In his direct appeal, which was dismissed following Anders review, Brown stated that his defense was that "Gregg unexpectedly shot and killed the decedent, and that Gregg shot and wounded Randall [Bernard] McNeil during the robbery attempt." (ECF No. at 11-7 at 6.) Brown further indicated that he told the police and the jury that "Gregg forced him at gunpoint to also shoot McNeil, after Gregg had wounded him." (Id.) Brown argued that the trial judge erred in refusing to allow the introduction of the letter into evidence. Specifically, relying on the South Carolina Rules of Evidence, Brown argued that the letter was admissible as it had been unquestionably authenticated, it was a statement against Gregg's penal interest, and it was exculpatory as it corroborated Brown's testimony that Gregg threatened him and was the mastermind of the plan. Brown also argued that there was no doubt Gregg wrote the letter, it was unquestionably reliable, and that he had a constitutional "right to present a complete defense and corroborate his own testimony."[6] (Id. at 10.) In Brown's pro se Anders brief, he argued that in light of Holmes v. South Carolina , 547 U.S. 319 (2006), [7] his convictions should be overturned.
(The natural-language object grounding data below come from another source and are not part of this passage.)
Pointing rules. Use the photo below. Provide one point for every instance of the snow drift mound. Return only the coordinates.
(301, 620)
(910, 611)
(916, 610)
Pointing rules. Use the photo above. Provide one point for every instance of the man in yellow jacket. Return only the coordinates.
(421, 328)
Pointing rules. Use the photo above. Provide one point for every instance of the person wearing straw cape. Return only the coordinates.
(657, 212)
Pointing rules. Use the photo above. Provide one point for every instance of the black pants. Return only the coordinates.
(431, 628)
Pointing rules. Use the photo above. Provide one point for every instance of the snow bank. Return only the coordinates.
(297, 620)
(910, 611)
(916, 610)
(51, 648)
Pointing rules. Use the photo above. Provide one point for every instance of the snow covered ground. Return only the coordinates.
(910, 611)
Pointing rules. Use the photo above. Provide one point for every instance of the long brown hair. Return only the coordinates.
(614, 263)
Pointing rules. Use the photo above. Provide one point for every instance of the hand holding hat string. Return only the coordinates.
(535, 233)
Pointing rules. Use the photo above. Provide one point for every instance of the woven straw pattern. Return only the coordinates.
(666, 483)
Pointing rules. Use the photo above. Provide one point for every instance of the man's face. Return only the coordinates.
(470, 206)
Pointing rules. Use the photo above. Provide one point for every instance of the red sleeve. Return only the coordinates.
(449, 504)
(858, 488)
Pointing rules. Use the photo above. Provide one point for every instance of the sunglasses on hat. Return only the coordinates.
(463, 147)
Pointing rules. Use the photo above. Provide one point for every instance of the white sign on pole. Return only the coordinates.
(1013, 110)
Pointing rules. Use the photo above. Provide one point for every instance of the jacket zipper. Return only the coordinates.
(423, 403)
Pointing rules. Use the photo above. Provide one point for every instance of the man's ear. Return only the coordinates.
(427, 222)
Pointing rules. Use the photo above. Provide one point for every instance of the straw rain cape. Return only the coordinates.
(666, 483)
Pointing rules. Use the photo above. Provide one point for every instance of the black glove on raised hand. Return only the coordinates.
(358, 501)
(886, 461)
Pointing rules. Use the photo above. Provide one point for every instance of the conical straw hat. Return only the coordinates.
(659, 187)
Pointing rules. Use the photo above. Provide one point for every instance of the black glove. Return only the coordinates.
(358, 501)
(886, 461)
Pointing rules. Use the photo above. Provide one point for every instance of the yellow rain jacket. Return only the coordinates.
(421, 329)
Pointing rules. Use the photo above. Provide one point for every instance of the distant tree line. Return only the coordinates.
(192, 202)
As indicated above, "[i]t is not the province of a federal habeas corpus court to reexamine state-court determinations on state-law questions." Estelle v. McGuire , 502 U.S. 62, 67-68 (1991). Furthermore, "in considering federal habeas corpus issues involving state evidentiary rulings, we do not sit to review the admissibility of evidence under state law unless erroneous evidentiary rulings were so extreme as to result in a denial of a constitutionally fair proceeding.'" Barbe v. McBride , 521 F.3d 443, 452 (4th Cir. 2008) (quoting Burket v. Angelone , 208 F.3d 172, 186 (4th Cir. 2000)). Upon review of all of the filings in this matter and the record before the court, the court finds that Brown cannot demonstrate that the state trial court and appellate court misapplied federal law, or that the alleged evidentiary error, if there even was one, was so extreme as to deny Brown a constitutionally fair proceeding. Therefore, Brown is not entitled to habeas relief on either of these grounds.

RECOMMENDATION

Based upon the foregoing, the court recommends that the respondent's motion for summary judgment (ECF No. 10) be granted and Brown's Petition denied.